Epikürcü ahlak öğretisinin (Ethik) gerçekten de söylendiği gibi olup olmadığına bakmadan önce, onun «doğru düşünme bilgisi» (mantık, Logik) ve «doğa bilgisi»yle (Physik) ilgili görüşlerine kısaca bir göz atalım. Epikür de, mantık ve fiziği Stoacılar gibi ahlak öğretisi için yardımcı bir araç olarak görmüştü. Mantık bize yanlışlardan nasıl kaçınacağımızı öğreten yardımcı bir bilgidir, araçtır. Fizik de doğru davranmamıza yardımcı olan bir araçtır, çünkü fizik, doğadaki olaylar ve varlıklar arasındaki ilişkileri açıklar ve bunların tanrıların işi olmadığını, tanrıların hiç bir işe karışmadığını kanıtlar ve böylece bizi yersiz korkulardan kurtarır. Epikür, tam olarak yadsımadığı tanrıların «dünyaların ötesinde» bulunduğunu ve bu dünyada olup bitenlerle ilgilenmediğini bildirir. Yine bunun için, insan da tanrılar ve şeytanlarla ilgilenmemelidir. Fizik her şeyden önce dünyayı ve gerçekleri açıklayarak -Epikür Demokrit’in atom öğretisini doğru bulmuştu insanın doğa üstü güçler karşısındaki ezikliğini ve büyük korkusunu yenmesine yardımcı olmalıdır ki, insan bu dünyada özgürce, korkusuzca, doya doya yaşamasını bilsin. Demek ki, Epikür bunu gerçekten de önermişti. Epikür insanın biricik amacının mutluluk olduğunu söyler ve bunu da şöyle tanımlar: «Yaşamın tadını çıkarmak ve acılardan kaçınmak!» Ancak Epikür, doymak bilmeksizin, sınır tanımaksızın çılgınca, düşüncesizce zevkler peşinde koşmayı önermemiştir, çünkü o şu gerçeğin farkındaydı: Her türlü aşırılık,ölçüsüzlük ve taşkınlık yine geri tepecek, karşıtı olan acılara dönüşerek sıkıntı verecektir. Bu yüzden, mutluluğa ulaşabilmek için sağduyunun gösterdiği yoldan yürümek gerekir. Sağduyumuz, ölçülü, dengeli kalmamızı, iç rahatlığı ve ferahlığıyla gerçek mutluluğa ve huzura (ataraxia) kavuşmamızı sağlayacaktır. Epikür, Stoacılardan sanıldığı kadar da uzak değildir. Yaşamının son yıllarında tutulduğu ağır hastalığı Stoacılardan hiç aşağı kalmayan bir umursamazlıkla, geniş yüreklilikle, keyfini bozmadan göğüslemeyi bilmiştir.

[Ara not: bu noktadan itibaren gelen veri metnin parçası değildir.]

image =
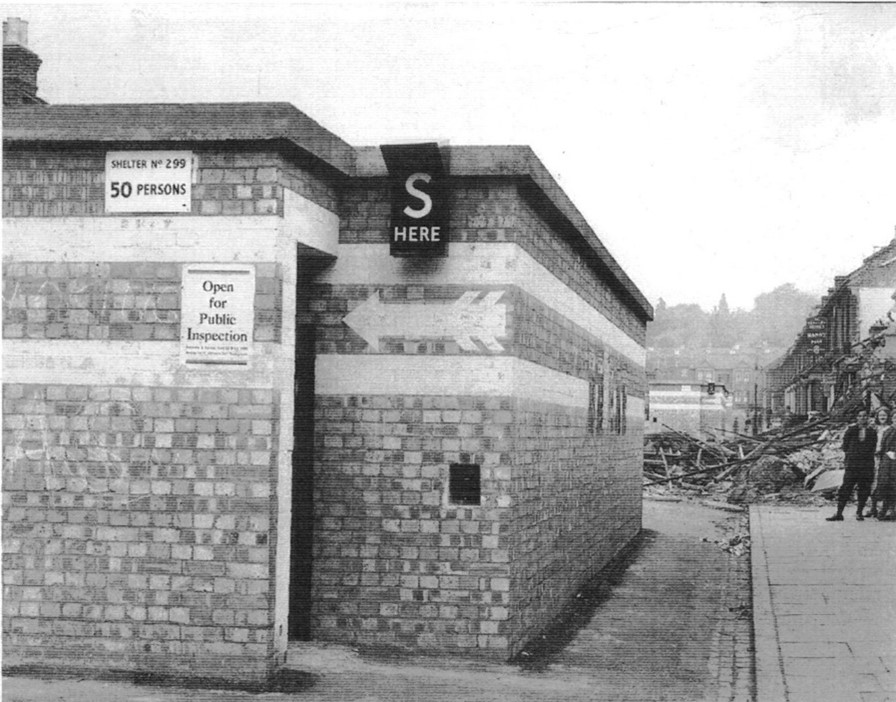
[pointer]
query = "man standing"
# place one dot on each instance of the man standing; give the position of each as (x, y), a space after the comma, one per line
(859, 445)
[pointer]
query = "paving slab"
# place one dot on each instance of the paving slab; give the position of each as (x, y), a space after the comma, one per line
(824, 611)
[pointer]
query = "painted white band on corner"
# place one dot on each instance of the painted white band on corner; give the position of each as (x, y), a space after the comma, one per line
(480, 264)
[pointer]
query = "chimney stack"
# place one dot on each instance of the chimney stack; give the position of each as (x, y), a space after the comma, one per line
(20, 65)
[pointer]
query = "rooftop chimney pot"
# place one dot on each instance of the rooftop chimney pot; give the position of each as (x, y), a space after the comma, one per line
(15, 32)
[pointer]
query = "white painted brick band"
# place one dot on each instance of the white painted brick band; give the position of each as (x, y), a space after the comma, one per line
(480, 264)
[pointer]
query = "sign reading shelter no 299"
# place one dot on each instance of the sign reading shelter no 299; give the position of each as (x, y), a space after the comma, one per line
(148, 181)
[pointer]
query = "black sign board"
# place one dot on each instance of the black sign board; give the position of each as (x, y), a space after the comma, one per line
(419, 225)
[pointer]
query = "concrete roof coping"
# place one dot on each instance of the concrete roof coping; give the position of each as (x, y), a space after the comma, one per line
(264, 121)
(516, 161)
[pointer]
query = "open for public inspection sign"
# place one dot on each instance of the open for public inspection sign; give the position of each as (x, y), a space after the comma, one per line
(148, 181)
(218, 314)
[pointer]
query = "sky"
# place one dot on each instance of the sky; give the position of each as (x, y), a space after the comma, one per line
(715, 148)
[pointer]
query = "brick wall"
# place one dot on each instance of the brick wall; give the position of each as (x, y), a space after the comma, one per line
(395, 563)
(137, 527)
(146, 504)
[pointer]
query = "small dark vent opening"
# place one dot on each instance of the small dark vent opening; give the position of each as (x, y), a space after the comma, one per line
(464, 484)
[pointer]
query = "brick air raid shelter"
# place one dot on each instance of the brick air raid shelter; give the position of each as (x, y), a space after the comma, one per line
(240, 409)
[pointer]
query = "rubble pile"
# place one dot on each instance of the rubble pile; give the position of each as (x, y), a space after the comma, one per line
(780, 465)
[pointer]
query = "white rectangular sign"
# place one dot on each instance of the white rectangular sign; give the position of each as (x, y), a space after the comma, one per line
(148, 181)
(217, 314)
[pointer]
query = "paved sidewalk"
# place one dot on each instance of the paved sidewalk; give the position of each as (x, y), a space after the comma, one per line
(824, 606)
(672, 625)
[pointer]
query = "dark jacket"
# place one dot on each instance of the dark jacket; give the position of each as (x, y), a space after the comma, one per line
(859, 454)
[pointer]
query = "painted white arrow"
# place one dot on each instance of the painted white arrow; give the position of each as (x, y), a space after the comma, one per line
(462, 320)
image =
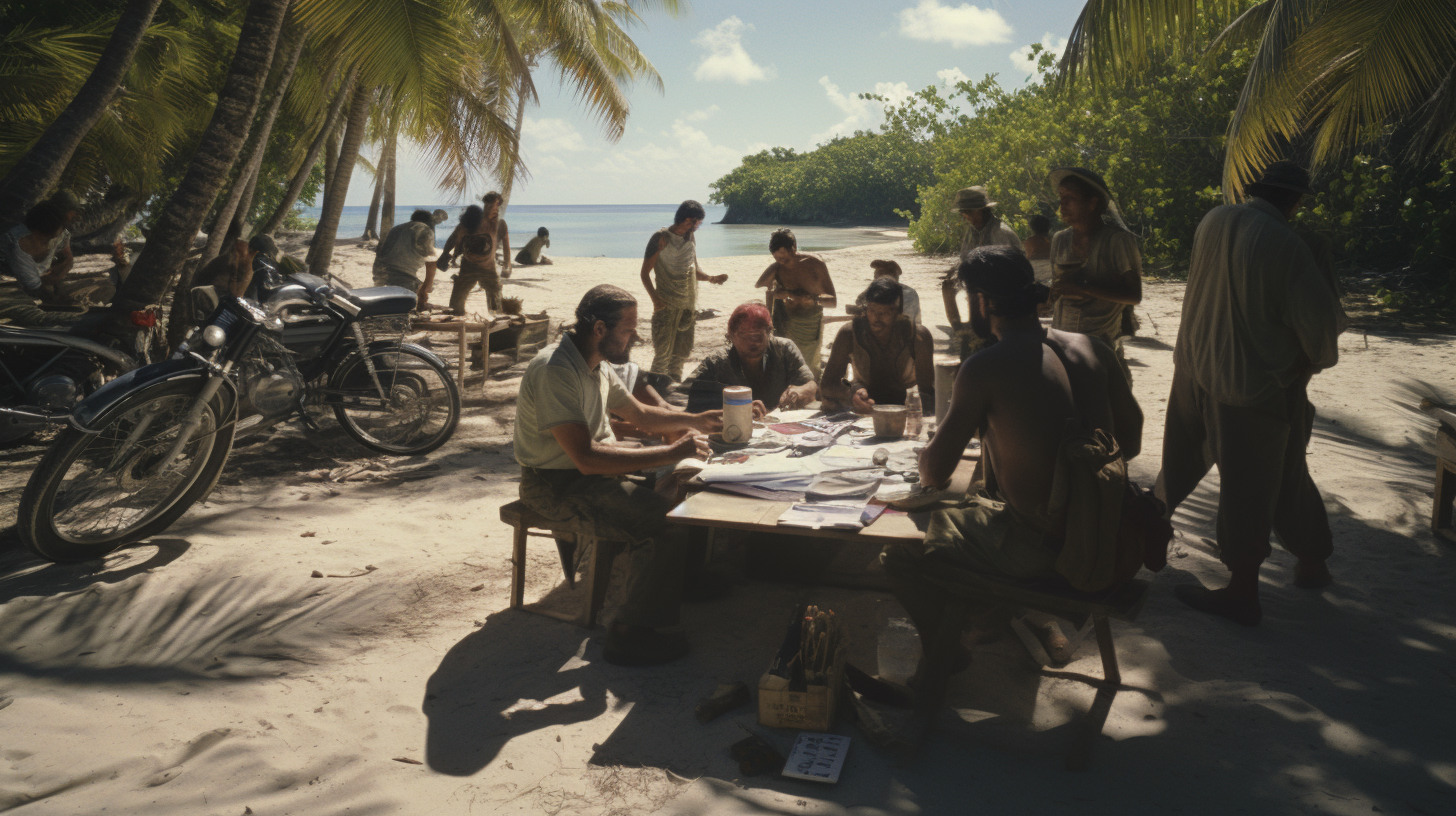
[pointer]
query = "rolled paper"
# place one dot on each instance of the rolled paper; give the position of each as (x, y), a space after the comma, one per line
(945, 372)
(737, 413)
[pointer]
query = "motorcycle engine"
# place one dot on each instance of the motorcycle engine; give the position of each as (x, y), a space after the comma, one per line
(54, 391)
(273, 392)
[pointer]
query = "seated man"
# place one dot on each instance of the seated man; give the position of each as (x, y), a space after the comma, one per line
(772, 366)
(530, 255)
(910, 299)
(572, 469)
(890, 354)
(1019, 395)
(28, 265)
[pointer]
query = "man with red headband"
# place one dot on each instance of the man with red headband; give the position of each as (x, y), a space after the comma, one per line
(772, 366)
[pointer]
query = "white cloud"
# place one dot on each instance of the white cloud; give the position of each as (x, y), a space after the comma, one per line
(725, 59)
(552, 136)
(859, 114)
(957, 25)
(682, 150)
(702, 115)
(1025, 67)
(951, 76)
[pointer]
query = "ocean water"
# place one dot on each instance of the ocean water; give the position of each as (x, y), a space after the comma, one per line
(622, 230)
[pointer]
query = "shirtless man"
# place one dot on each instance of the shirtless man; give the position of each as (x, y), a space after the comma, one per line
(1017, 395)
(802, 284)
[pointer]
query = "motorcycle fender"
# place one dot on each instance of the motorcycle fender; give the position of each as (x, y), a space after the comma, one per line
(386, 346)
(96, 410)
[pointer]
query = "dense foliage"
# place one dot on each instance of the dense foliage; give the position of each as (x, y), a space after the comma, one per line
(868, 178)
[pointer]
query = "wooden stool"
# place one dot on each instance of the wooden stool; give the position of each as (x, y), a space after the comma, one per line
(964, 586)
(526, 522)
(1445, 484)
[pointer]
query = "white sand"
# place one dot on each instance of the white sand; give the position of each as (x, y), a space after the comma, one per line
(208, 673)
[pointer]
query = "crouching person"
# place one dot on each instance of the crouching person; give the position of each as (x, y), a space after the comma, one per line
(572, 469)
(1030, 397)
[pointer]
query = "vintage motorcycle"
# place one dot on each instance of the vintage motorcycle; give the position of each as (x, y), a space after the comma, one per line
(149, 445)
(45, 372)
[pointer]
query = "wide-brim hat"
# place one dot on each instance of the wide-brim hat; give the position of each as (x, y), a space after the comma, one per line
(1286, 175)
(973, 198)
(1057, 175)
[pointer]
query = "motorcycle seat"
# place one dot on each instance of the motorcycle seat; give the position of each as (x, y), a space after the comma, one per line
(383, 300)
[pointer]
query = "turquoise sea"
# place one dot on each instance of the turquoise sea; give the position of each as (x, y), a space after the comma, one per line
(615, 230)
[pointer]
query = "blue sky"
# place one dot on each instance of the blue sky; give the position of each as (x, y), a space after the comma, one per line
(752, 75)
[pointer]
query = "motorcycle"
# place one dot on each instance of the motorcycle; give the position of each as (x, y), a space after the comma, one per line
(152, 443)
(44, 373)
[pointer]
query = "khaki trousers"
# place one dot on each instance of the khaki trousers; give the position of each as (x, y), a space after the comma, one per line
(1263, 472)
(619, 509)
(673, 332)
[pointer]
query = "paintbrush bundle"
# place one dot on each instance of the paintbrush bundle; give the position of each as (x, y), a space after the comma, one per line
(810, 644)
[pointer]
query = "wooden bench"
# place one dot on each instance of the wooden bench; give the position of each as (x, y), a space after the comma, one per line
(1445, 484)
(571, 538)
(967, 587)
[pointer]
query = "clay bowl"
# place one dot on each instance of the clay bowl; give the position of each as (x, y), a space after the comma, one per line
(890, 421)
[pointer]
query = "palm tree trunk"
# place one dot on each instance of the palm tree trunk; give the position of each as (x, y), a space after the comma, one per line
(372, 222)
(38, 171)
(331, 159)
(310, 158)
(216, 153)
(386, 216)
(321, 252)
(258, 146)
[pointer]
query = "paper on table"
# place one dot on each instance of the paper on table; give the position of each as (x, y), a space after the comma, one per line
(823, 516)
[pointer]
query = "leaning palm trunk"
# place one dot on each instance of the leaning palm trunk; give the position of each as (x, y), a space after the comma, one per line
(40, 169)
(233, 209)
(217, 150)
(310, 158)
(372, 222)
(321, 252)
(386, 214)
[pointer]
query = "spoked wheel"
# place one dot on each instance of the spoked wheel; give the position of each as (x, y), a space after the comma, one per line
(96, 491)
(406, 405)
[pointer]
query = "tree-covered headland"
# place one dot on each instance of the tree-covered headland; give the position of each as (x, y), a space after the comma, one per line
(1174, 133)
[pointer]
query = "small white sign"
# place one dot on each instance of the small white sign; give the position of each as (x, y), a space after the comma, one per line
(817, 758)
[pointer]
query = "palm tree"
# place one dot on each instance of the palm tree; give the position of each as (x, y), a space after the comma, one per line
(1327, 75)
(31, 178)
(178, 223)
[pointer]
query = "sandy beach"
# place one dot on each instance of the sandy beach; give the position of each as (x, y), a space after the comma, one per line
(207, 672)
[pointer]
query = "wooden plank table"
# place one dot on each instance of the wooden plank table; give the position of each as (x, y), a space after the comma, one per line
(462, 328)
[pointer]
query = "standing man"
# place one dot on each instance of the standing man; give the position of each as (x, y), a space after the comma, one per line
(983, 228)
(1098, 273)
(405, 249)
(801, 287)
(671, 258)
(572, 469)
(1258, 321)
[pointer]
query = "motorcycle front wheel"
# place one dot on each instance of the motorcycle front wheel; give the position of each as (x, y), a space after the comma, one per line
(406, 407)
(96, 491)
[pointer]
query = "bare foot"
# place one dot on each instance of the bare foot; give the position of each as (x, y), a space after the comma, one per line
(1057, 646)
(1238, 608)
(1312, 574)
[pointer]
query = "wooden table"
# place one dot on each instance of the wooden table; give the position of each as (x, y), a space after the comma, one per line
(462, 328)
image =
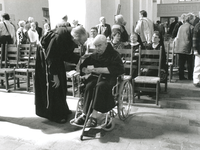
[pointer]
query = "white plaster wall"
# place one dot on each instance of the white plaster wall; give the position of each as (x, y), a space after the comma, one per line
(74, 9)
(22, 9)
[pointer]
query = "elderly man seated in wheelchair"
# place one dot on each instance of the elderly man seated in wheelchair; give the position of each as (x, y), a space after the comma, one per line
(107, 63)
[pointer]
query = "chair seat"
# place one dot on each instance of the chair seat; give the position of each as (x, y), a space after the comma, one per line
(127, 77)
(147, 79)
(8, 70)
(24, 70)
(71, 73)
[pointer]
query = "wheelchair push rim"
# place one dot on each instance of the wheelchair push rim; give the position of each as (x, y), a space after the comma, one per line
(124, 99)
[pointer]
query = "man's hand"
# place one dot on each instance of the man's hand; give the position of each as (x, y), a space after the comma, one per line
(56, 81)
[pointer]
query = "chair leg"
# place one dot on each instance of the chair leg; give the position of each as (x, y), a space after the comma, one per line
(157, 92)
(28, 81)
(14, 81)
(166, 86)
(73, 88)
(2, 82)
(133, 84)
(18, 84)
(6, 80)
(33, 78)
(170, 72)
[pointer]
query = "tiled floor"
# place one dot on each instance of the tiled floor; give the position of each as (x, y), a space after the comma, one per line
(174, 126)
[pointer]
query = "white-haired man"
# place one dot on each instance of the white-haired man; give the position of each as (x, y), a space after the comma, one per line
(50, 74)
(107, 62)
(196, 47)
(103, 27)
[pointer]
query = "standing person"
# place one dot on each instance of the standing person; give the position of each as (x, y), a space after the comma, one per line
(7, 32)
(183, 47)
(22, 38)
(196, 47)
(46, 28)
(172, 25)
(50, 74)
(89, 43)
(144, 27)
(28, 23)
(116, 39)
(65, 19)
(103, 27)
(33, 35)
(38, 29)
(175, 31)
(120, 24)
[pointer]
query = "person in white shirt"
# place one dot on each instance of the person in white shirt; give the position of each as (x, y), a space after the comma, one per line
(7, 33)
(7, 30)
(89, 43)
(33, 35)
(144, 27)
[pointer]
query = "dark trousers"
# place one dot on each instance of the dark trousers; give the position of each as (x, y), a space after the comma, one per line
(4, 40)
(183, 58)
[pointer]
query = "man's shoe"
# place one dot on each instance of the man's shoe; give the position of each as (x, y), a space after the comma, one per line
(183, 78)
(92, 122)
(197, 85)
(80, 120)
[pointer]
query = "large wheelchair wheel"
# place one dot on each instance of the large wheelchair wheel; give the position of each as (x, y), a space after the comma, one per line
(124, 99)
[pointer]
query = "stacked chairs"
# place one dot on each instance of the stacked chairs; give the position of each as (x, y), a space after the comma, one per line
(171, 59)
(23, 70)
(7, 66)
(148, 60)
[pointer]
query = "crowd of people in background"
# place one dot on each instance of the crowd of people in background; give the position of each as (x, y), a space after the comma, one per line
(104, 37)
(183, 32)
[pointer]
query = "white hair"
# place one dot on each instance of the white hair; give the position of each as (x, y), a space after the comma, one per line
(99, 39)
(21, 23)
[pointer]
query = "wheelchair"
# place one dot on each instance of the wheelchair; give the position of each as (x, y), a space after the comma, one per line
(123, 96)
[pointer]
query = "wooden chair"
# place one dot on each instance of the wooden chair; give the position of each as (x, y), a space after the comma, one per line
(23, 70)
(6, 70)
(129, 64)
(148, 59)
(171, 59)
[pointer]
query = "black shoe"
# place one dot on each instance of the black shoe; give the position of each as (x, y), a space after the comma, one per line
(183, 78)
(80, 120)
(197, 85)
(92, 122)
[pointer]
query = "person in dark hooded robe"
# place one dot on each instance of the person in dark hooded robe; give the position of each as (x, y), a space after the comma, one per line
(50, 74)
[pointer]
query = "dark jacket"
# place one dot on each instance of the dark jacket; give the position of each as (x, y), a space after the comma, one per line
(196, 38)
(183, 41)
(105, 30)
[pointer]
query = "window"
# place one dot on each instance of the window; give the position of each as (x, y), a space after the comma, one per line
(45, 12)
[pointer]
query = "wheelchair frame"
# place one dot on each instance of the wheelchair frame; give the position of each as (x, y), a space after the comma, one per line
(123, 97)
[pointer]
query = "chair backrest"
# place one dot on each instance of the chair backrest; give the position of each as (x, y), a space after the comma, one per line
(32, 56)
(1, 56)
(11, 55)
(127, 58)
(23, 55)
(149, 59)
(170, 53)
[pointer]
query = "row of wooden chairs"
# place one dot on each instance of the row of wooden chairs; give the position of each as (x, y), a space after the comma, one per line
(17, 62)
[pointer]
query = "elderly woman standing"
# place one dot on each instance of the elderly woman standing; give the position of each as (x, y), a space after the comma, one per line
(33, 34)
(120, 24)
(22, 38)
(183, 47)
(50, 74)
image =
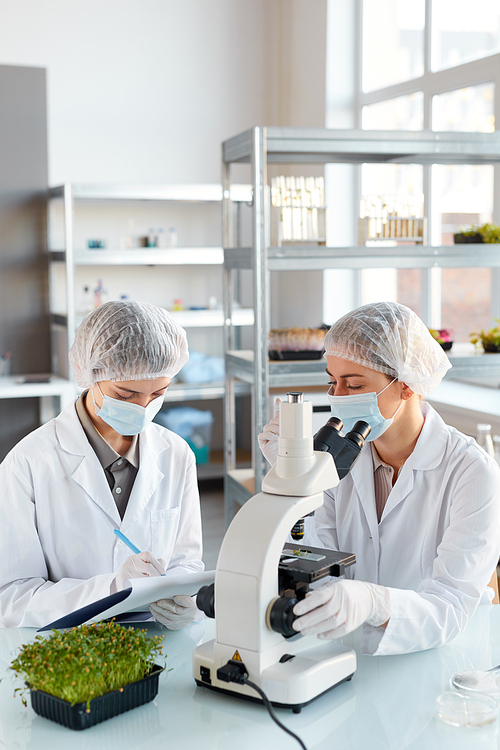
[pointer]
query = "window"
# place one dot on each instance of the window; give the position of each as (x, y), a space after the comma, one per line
(444, 79)
(463, 31)
(397, 28)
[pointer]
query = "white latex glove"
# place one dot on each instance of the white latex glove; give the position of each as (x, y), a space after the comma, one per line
(339, 607)
(175, 613)
(144, 564)
(268, 439)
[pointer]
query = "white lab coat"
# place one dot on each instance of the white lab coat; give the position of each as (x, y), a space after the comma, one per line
(437, 543)
(57, 546)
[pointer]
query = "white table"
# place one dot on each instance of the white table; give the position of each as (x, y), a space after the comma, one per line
(54, 395)
(389, 704)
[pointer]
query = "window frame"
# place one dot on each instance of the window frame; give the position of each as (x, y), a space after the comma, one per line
(432, 83)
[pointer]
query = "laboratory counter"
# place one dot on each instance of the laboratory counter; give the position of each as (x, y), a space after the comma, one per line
(389, 703)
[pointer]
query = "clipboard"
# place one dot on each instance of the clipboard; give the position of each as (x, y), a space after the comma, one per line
(137, 595)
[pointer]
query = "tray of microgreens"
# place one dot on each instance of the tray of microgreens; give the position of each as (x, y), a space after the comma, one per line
(85, 675)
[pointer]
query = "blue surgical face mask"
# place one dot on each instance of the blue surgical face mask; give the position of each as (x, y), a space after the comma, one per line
(361, 406)
(126, 418)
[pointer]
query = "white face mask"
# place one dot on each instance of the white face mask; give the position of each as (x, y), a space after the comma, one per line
(361, 406)
(125, 418)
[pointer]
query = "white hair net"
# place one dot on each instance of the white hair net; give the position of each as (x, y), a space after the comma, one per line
(392, 339)
(127, 340)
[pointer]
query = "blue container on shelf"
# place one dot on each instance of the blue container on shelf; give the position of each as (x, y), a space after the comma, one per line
(194, 425)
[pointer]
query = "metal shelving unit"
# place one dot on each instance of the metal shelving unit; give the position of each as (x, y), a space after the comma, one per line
(73, 257)
(261, 146)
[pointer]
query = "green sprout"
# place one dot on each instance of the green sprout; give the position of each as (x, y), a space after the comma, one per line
(83, 663)
(490, 233)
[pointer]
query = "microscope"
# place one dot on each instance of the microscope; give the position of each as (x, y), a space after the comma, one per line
(259, 577)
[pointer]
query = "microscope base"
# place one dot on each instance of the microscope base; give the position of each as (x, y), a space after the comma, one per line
(292, 683)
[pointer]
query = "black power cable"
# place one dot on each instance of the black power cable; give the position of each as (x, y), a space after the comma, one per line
(273, 716)
(235, 671)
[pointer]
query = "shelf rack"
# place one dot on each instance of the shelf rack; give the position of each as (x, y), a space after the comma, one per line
(261, 146)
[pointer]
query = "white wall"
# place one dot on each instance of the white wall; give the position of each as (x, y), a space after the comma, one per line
(141, 90)
(144, 91)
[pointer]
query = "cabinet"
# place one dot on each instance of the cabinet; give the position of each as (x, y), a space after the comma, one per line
(261, 146)
(113, 215)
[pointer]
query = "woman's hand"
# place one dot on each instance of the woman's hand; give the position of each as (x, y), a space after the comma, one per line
(339, 607)
(175, 613)
(144, 564)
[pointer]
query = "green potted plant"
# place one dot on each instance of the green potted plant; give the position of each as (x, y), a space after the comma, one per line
(82, 676)
(489, 340)
(443, 336)
(489, 233)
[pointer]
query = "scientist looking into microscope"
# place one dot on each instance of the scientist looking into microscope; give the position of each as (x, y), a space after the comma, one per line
(99, 465)
(420, 509)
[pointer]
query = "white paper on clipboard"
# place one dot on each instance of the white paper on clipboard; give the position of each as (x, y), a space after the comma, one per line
(137, 595)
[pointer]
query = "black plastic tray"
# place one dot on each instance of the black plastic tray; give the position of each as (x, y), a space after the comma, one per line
(101, 708)
(303, 354)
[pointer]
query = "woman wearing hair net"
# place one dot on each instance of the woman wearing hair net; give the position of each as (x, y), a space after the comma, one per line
(420, 508)
(100, 465)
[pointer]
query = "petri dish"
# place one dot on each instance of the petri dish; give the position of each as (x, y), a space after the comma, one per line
(466, 709)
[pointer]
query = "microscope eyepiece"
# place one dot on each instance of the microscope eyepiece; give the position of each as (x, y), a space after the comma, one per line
(359, 433)
(344, 450)
(330, 431)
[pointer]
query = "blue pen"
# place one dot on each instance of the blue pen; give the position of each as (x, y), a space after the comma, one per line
(127, 541)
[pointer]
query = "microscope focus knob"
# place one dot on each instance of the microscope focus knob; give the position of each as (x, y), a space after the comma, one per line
(280, 616)
(205, 600)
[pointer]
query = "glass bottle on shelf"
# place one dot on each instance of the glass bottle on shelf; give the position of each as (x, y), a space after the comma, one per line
(484, 439)
(496, 447)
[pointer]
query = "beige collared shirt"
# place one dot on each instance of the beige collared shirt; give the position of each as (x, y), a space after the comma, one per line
(382, 480)
(120, 471)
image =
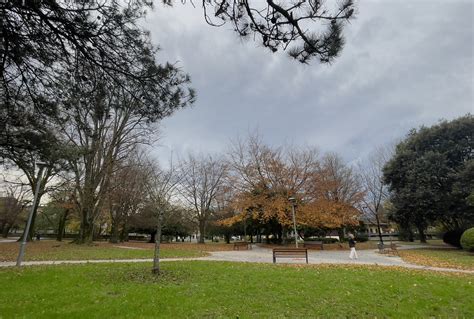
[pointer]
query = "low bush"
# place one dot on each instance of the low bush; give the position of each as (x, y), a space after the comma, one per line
(467, 240)
(362, 238)
(453, 237)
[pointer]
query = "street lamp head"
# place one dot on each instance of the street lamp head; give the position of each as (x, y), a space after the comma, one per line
(41, 164)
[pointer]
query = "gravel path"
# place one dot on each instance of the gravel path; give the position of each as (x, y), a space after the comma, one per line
(264, 255)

Platon zamanından ta Romalılar zamanına dek sürmüş olan bir akımdır. Siniklerin dayandığı, hiç bir şeye gereksinim duymama ilkesinden yola çıkılarak davranışları ve düşünceler açıklanabilir. Bunlar bir işi ve bir malı olmayan pek yoksul kimselerdi.
İş güç, mal mülk sahibi olmaya da hiç çabalamazlardı. Toplumun değer yargılarını, yurt sevgisi gibi duygularını paylaşmazlardı.
Kendilerini dünya yurttaşı, gerçek «kozmopolitler» olarak görürlerdi.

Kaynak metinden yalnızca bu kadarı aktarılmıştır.